Sauf erreur, c’est la première fois que Midori (°1971) et Jean-Yves Thibaudet (°1961) sont réunis au disque. Et pas pour n’importe quel défi : la présente intégrale des dix sonates pour violon et piano de Beethoven a fait l’objet de deux séances d’enregistrement, l’une en janvier 2022, l’autre en juin, au Zipper Hall de la Colburn School, un établissement privé de Los Angeles destiné à la musique et à la danse. Pour la virtuose américaine d’origine japonaise, c’est un peu une suite logique à sa version récente du Concerto pour violon du maître de Bonn. Nous avons fait écho le 19 février 2022 à cette gravure, déjà pour Warner, avec le Festival Strings de Lucerne, placé sous la direction de Daniel Dodds. Nous avons alors souligné la noblesse du geste de Midori, mais aussi sa subtilité et sa limpidité épurée. 

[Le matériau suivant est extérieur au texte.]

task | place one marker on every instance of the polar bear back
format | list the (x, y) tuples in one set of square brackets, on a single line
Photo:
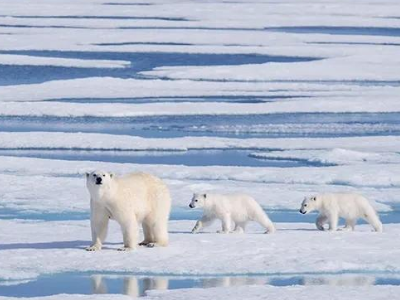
[(348, 205), (241, 207), (144, 193)]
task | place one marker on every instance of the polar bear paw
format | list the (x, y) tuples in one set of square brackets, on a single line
[(147, 244), (126, 249)]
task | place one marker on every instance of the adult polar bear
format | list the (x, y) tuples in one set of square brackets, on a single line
[(131, 200), (348, 206), (236, 208)]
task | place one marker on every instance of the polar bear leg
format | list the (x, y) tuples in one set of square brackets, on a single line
[(160, 233), (226, 224), (263, 219), (372, 218), (350, 224), (203, 222), (99, 225), (321, 221), (147, 232), (129, 234), (333, 220), (240, 227)]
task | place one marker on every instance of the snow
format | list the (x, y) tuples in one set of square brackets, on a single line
[(300, 58), (26, 60), (283, 293), (360, 67), (259, 254), (72, 297), (334, 156), (99, 141), (328, 105), (274, 188)]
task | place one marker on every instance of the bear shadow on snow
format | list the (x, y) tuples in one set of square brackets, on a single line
[(48, 245)]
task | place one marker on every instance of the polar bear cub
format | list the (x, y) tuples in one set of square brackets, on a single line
[(348, 206), (229, 208), (130, 200)]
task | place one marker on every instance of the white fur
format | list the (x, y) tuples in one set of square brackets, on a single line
[(130, 200), (348, 206), (231, 208)]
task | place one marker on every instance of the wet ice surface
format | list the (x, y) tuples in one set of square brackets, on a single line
[(280, 100), (11, 74), (138, 286), (240, 126)]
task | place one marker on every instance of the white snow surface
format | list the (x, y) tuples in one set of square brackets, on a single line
[(282, 293), (26, 60), (274, 188), (349, 64), (252, 253)]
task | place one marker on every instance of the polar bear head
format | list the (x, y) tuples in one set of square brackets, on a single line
[(198, 200), (98, 179), (309, 204)]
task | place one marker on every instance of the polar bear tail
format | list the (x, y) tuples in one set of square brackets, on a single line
[(263, 219), (373, 219)]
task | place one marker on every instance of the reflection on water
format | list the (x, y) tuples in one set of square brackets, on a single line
[(202, 157), (137, 286)]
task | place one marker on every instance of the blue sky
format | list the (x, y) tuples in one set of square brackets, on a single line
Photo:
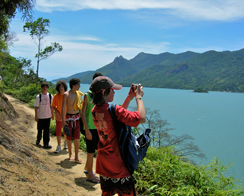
[(94, 32)]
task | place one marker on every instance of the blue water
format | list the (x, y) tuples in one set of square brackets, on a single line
[(214, 120)]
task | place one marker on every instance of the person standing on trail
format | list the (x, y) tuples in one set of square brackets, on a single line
[(72, 99), (61, 87), (90, 133), (43, 115), (114, 176)]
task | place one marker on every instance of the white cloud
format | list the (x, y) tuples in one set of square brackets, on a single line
[(78, 56), (187, 9)]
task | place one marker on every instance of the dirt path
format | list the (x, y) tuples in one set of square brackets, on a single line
[(74, 173)]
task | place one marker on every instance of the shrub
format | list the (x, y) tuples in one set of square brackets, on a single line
[(164, 173)]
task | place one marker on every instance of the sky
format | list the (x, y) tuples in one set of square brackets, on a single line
[(94, 32)]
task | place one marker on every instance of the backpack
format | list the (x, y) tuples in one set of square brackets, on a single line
[(132, 149), (50, 98)]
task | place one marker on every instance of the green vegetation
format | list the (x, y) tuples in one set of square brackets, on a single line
[(38, 31), (212, 71), (164, 173)]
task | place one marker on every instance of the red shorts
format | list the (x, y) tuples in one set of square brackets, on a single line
[(59, 128), (74, 126)]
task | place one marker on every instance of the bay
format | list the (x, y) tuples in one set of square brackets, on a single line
[(214, 120)]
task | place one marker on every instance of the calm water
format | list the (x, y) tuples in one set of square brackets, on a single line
[(214, 120)]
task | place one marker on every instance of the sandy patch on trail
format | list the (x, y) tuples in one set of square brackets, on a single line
[(39, 171)]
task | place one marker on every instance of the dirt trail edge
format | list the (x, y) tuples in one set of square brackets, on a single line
[(31, 170)]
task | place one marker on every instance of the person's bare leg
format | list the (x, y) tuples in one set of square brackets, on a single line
[(59, 140), (70, 149), (77, 145), (89, 165)]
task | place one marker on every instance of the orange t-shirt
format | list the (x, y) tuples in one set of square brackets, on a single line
[(57, 102)]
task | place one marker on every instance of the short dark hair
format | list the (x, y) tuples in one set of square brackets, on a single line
[(58, 84), (96, 75), (98, 97), (44, 84), (73, 82)]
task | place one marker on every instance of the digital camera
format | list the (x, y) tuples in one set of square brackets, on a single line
[(134, 85)]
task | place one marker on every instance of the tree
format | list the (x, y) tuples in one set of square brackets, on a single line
[(8, 10), (38, 31)]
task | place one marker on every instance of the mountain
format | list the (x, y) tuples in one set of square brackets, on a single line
[(211, 70)]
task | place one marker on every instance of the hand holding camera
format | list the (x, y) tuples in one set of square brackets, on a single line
[(137, 89)]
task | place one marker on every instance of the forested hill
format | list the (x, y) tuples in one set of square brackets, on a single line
[(211, 70)]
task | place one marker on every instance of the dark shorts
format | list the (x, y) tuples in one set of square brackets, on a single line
[(74, 126), (122, 187), (91, 145)]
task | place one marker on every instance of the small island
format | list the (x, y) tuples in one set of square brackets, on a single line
[(200, 90)]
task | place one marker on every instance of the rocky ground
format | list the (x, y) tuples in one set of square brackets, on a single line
[(26, 169)]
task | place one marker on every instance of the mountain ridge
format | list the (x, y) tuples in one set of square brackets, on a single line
[(210, 70)]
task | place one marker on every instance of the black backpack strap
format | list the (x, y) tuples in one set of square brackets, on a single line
[(111, 108), (50, 98), (90, 94)]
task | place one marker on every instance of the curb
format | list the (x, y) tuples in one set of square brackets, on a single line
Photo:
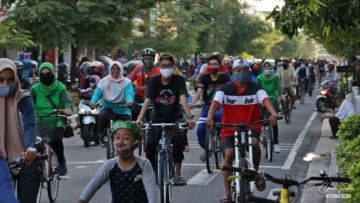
[(325, 159)]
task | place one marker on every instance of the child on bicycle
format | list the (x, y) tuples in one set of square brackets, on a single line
[(132, 179), (239, 100)]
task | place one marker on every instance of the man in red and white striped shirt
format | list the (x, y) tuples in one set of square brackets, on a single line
[(240, 101)]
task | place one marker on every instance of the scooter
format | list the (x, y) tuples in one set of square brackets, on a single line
[(87, 117), (326, 99)]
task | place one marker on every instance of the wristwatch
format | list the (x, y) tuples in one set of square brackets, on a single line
[(190, 116)]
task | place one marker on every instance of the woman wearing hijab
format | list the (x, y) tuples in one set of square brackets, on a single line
[(17, 136), (49, 95), (117, 96)]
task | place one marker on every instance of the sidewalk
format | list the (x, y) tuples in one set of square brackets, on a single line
[(326, 161)]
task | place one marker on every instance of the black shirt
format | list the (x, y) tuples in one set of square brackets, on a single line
[(165, 98), (210, 86)]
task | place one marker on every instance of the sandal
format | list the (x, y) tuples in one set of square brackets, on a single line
[(226, 199), (179, 181)]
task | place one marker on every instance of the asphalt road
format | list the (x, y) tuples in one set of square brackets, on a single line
[(296, 139)]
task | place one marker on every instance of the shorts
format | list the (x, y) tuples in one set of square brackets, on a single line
[(229, 141), (289, 90)]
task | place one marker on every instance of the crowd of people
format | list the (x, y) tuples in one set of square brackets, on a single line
[(231, 90)]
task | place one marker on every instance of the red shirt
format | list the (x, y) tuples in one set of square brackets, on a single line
[(240, 105), (139, 78), (223, 69)]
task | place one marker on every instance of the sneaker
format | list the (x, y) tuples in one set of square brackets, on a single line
[(62, 169), (276, 148)]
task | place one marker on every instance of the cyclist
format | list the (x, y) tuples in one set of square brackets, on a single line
[(18, 134), (302, 74), (132, 178), (333, 77), (62, 72), (165, 91), (239, 99), (48, 95), (207, 87), (139, 78), (288, 79), (25, 83), (269, 81), (117, 96)]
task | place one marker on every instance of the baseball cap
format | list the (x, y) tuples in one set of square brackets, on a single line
[(240, 63)]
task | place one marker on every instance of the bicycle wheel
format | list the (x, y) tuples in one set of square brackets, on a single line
[(110, 151), (243, 186), (287, 111), (209, 150), (218, 152), (269, 142), (162, 178), (53, 178)]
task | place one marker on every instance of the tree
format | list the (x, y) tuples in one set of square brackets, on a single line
[(333, 23), (13, 37)]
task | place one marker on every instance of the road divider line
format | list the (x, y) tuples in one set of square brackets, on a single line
[(203, 177), (289, 161)]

Midori joue depuis longtemps un violon Garnerius del Gesù qui fut la propriété du Polonais Bronislaw Huberman, l’un des interprètes de Beethoven les plus appréciés de son temps (1882-1947). Un instrument précieux dont elle exploite la sonorité avec beaucoup d’élégance. C’est encore le cas dans cette intégrale très réussie, à laquelle nous faisons un accueil global des plus favorables. On est séduit dès le premier disque de l’album, consacré aux quatre premières sonates, les trois de l’opus 12, publié en 1799, et celle de l’opus 23, éditée deux ans plus tard. Les deux partenaires soulignent avec alacrité ces pages en trois mouvements, fluides, volubiles, qui se déroulent dans un échange spontané plein de charme et de sensibilité. 

La Sonate n° 5 op. 24 « Printemps » ouvre le deuxième disque qui accueille aussi les deux premières pages de l’opus 30. Ce printemps est bien radieux et respire une émouvante joie de vivre. L’élan commun est maîtrisé et ne se laisse pas égarer dans un épanchement hors de propos. Le duo confère à cette première sonate en quatre mouvements, éditée elle aussi en 1801, une dynamique qui englobe le raffinement du violon et l’ardeur du piano. Il y a une euphorie dans ce jeu complémentaire qui allie la simplicité du propos à la chaleur d’une allègre liberté. Tout en grâce, l’Adagio molto espressivo se déroule dans une sérénité bienveillante. Le violon chante avec délicatesse, tandis que le piano cisèle l’espace : la pudeur est au rendez-vous. Les trois partitions de l’opus 30, composées en 1802, sont publiées l’année suivante. Dans peu de temps, ce sera l’époque où le drame de la surdité deviendra concret pour Beethoven. Dans la Sonate n° 6, Midori et Thibaudet semblent un peu en recherche de complicité face aux accents de tendresse de l’Adagio molto espressivo, mais l’Allegretto conclusif et ses six variations trouvent le rythme juste. La Sonate n° 7 est abordée avec une énergie volontaire, et une densité qui trouve un accomplissement dans un Allegro final.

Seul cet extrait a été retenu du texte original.